The DEC has applied for a notice of continuation –
The New York State Department of Environmental Conservation (DEC)
has ﬁled a Notice of Continuation with the Department of State to
extend the rulemaking process by 90 days in order to give New York
State Commissioner of Health, Dr. Nirav Shah, time to complete his
review of the draft Supplemental Generic Environmental Impact
Statement. This extension is necessary, in part, because Commissioner
Martens requested and Dr. Shah agreed to provide an additional
review, in consultation with outside experts, of whether DEC has
adequately addressed potential impacts to public health. This ﬁling
with the Department of State merely extends the rulemaking period to
enable Dr. Shah to complete his review and DEC time to take into
account the results of Dr. Shah’s review and continue to consider the
potential impacts of high-volume hydraulic fracturing.
There has been no transparency in this review, only leaks indicating that the DEC thought they could address health impacts with 8 pages of fracking spin. This fits their pattern of duplicity – the DEC have refused to show the basis of its work, either for the proposed drilling regulations, the proposed environmental regulations, or any information on the quicky “health review” – since that would amount to stipulating to how they crafted the regulations, which was done in consort with the gas lobby, not scientists. The DEC is required by law to show the scientific basis of the proposed rules :
An agency, upon request, shall, within thirty days,
make available for inspection and copying any
scientiﬁc or statistical study, report or analysis,
including any such study, report or analysis
prepared by a person or entity pursuant to a
contract with the agency or funded in whole or in
part through a grant from the agency that is used
as the basis of a proposed rule and any supporting
data; provided, however, that the agency shall
provide for inspection only of any such study,
report or analysis due to copyright restrictions.
SAPA § 104
But the dSGEIS and proposed drilling regulations cite no studies, no statistics, no scientific basis. Indeed, the comments on the proposed regulations by one person, Sandra Steingraber, cite more sound science than the DEC has in four years. The proposed regulation’s lack of substance make them a compelling advertisement for Home Rule.
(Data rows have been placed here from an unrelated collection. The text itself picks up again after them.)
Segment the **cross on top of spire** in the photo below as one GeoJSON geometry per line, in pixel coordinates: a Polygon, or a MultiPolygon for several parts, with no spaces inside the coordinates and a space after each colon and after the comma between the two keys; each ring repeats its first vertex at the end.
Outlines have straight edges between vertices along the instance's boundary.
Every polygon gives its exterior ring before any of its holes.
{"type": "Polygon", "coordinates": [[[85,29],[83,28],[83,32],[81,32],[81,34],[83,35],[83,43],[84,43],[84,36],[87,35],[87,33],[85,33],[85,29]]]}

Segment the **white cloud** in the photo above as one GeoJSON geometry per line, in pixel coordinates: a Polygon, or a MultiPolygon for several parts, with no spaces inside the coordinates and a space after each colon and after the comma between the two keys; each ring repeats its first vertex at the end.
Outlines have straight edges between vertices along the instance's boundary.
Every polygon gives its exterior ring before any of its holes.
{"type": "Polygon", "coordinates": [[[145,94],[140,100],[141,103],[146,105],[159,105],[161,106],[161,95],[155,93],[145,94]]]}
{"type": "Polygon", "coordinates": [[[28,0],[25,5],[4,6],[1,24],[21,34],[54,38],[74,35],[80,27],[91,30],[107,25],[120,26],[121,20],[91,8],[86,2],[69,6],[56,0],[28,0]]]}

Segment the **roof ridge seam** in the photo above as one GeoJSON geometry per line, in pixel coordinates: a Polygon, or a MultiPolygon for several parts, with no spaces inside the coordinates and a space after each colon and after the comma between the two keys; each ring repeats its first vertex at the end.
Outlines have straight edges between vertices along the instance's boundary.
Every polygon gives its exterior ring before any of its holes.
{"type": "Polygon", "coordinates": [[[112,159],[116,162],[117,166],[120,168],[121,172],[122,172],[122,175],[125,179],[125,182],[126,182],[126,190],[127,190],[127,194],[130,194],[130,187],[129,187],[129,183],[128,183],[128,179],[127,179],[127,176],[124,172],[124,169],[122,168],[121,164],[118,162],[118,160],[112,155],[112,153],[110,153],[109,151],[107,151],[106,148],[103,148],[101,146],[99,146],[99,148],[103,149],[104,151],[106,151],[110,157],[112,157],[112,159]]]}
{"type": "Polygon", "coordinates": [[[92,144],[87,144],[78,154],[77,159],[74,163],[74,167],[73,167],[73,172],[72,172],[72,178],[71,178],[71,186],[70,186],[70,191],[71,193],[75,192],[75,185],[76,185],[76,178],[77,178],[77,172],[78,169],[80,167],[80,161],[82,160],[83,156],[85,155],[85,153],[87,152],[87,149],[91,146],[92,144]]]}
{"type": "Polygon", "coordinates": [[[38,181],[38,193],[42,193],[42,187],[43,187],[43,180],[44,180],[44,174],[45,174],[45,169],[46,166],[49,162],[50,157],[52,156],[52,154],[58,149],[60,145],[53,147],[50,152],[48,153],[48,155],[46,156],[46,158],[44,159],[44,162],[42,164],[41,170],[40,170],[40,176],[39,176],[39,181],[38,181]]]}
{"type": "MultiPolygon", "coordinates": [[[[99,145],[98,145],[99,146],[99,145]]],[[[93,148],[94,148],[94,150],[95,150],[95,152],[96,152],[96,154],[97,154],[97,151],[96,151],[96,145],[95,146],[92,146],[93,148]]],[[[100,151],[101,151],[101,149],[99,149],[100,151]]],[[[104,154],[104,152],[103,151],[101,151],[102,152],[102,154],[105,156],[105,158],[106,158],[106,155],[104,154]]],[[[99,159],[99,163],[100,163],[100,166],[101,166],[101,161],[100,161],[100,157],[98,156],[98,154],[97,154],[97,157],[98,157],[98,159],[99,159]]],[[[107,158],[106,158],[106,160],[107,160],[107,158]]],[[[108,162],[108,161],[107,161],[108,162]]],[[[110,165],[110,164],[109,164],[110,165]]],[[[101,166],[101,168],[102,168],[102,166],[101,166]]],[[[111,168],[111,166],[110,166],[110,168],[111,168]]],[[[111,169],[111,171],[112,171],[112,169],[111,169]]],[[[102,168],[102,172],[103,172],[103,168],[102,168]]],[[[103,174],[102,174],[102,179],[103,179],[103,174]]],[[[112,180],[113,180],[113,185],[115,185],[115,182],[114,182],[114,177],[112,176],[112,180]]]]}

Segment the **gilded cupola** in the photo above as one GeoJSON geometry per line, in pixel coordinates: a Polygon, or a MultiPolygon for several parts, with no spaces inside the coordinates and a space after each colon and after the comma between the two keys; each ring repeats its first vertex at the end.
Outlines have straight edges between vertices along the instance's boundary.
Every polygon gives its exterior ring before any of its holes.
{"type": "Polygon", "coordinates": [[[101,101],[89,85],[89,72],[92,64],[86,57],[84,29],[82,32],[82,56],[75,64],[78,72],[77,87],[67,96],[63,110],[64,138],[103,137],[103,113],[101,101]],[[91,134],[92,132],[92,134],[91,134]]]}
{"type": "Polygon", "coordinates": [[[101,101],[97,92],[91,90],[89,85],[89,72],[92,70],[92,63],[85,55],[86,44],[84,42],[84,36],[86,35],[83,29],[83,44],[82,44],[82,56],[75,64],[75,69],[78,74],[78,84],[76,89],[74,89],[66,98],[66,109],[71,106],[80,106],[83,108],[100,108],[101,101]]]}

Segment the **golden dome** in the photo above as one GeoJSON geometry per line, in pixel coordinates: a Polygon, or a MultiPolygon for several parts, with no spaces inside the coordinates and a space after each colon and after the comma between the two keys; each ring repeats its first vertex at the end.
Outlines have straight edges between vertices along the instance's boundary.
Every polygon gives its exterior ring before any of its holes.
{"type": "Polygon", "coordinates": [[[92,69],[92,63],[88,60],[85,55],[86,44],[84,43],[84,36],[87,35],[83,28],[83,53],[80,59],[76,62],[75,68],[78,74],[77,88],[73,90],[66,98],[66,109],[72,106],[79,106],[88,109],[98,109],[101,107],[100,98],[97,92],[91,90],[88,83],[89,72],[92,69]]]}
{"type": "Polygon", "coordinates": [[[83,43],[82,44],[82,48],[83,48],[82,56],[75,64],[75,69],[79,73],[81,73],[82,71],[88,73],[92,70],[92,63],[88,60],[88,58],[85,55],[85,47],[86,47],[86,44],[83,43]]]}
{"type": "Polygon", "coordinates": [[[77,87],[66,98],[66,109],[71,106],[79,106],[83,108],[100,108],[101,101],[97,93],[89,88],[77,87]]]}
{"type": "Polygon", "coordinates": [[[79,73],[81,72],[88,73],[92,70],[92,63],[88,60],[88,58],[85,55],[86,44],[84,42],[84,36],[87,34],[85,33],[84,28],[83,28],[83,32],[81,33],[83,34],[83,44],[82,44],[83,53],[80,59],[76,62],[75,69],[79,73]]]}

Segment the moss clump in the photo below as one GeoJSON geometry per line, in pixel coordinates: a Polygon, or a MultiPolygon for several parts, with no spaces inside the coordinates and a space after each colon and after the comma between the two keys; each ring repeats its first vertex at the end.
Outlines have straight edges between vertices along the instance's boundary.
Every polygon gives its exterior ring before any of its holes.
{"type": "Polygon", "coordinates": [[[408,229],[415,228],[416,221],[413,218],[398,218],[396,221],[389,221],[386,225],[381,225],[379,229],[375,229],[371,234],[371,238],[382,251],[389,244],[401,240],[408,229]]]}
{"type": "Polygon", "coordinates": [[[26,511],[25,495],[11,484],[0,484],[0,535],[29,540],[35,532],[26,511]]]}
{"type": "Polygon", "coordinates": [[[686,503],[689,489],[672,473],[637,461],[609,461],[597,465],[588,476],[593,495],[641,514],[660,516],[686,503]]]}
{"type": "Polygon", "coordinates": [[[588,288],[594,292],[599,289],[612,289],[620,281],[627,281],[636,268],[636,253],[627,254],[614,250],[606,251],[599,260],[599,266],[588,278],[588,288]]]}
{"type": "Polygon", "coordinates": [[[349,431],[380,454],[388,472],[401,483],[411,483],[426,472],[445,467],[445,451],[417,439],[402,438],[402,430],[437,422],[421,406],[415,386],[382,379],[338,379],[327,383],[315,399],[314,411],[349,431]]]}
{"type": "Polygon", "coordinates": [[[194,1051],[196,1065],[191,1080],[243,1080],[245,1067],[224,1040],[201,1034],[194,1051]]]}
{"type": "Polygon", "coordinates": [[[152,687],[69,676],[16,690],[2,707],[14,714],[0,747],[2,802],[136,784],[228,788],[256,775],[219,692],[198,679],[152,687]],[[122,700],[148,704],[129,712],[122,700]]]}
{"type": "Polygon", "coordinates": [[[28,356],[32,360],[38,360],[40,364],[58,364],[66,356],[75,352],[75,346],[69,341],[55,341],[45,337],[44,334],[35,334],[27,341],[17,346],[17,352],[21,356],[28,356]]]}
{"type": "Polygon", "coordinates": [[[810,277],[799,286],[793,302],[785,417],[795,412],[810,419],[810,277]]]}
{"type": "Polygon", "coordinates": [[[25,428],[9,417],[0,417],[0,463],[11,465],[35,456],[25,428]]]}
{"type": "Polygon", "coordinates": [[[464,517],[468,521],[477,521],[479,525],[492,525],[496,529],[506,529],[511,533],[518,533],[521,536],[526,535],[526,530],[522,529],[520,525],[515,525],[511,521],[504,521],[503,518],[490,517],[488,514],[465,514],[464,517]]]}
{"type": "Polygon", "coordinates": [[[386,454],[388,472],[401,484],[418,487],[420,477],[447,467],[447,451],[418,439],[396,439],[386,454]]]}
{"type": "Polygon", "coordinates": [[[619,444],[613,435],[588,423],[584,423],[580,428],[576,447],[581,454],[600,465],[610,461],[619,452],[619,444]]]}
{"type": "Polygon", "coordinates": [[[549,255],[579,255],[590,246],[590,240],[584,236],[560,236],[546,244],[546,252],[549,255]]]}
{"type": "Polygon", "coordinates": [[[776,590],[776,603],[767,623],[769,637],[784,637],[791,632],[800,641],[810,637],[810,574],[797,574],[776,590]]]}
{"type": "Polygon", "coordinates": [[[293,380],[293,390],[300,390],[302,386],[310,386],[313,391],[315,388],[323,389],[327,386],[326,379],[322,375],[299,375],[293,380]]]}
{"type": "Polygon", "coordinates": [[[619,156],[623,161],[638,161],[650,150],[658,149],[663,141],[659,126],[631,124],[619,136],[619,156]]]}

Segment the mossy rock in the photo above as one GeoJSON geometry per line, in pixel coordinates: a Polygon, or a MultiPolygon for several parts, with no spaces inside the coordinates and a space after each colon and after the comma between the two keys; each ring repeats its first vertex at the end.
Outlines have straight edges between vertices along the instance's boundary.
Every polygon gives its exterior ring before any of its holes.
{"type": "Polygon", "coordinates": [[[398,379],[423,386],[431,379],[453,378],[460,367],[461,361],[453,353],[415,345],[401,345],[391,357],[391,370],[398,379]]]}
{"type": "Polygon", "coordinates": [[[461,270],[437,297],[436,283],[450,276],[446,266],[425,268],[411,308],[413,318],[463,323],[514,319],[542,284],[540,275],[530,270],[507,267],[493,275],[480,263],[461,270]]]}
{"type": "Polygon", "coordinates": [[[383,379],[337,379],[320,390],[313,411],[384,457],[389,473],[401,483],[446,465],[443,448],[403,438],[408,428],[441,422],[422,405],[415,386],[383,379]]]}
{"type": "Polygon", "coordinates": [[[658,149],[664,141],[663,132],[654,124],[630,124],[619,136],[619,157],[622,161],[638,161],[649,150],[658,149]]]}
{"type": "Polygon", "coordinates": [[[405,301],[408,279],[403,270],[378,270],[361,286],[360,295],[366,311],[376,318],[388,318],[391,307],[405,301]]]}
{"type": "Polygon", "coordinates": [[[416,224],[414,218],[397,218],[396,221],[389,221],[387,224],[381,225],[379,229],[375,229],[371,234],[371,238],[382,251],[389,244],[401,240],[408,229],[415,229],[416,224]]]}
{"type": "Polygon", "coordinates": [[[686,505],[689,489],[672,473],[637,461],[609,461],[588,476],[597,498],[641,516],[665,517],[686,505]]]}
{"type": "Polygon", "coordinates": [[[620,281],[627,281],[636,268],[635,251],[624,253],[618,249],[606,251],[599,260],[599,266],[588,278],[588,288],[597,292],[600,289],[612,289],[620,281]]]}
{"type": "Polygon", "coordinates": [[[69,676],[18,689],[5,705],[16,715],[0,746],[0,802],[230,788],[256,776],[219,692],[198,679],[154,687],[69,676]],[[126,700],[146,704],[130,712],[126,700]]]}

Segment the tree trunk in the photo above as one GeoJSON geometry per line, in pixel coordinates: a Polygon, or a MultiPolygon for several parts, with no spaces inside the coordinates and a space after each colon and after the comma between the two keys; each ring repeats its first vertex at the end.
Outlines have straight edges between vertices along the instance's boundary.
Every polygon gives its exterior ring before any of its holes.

Absent sound procedural due-process or a rational basis, neither the proposed drilling regulations nor the environmental regulations are likely to be enforceable. Permit applications for HVHF wells will be challenged and the evidence will show that the proposed rules and regulations are the result of little more than the exigencies of bumbling bureaucratic expediencies. Which is recognized as such by the cognizant Assembly oversight committees, and any legislator in Albany that has not been bought off by the frackers.